For those of you who aren't familiar with the Easter tradition in Belgium and France, seeing a bell as an Easter theme will probably raise some eyebrows. Bells bringing Easter eggs is part of the catholic Easter tradition, although nowadays we also have Easter Bunnies as seasonal decoration. Trivia fact : in Dutch it's not a rabbit, but a hare, the Paashaas :o)

Back to my Easter bell. I am sure you're eager to know how it is related to Easter (and even if you aren't, you're still getting the full story :o) ).

Children are told that after Mass on Maundy Thursday, all the bells leave the bell towers of their respective churches and fly to Rome (hence the wings). This explains why you can't hear any churchbell toll from Maundy Thursday to Easter Sunday (the silent bells are actually a sign of mourning, but that's not half as fun as imagining flying bells). In the night of Saturday to Easter Sunday, the bells return with their bellies full of Easter eggs, which they drop in the gardens on the way to their churches. On Easter morning the children have to search the garden to find the eggs the bells dropped.

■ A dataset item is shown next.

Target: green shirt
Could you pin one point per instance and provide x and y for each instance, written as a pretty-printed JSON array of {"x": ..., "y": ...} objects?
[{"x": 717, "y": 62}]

So far the Easter trivia. Now the bento. Under the forbidden rice, I have a stirfry of green bell pepper, bean sprouts, leek and carrots, and mini schnitzels. The carrot kinpira acts as a baran. The vitamin section is composed of white and dark grapes, plum, nectarine, clementine, nectarine and strawberry. I even added two chocolate eggs ... because it's the season :o)

The Easter bell deco is made of cheese (coloured with turmeric), with ham and nori decorations.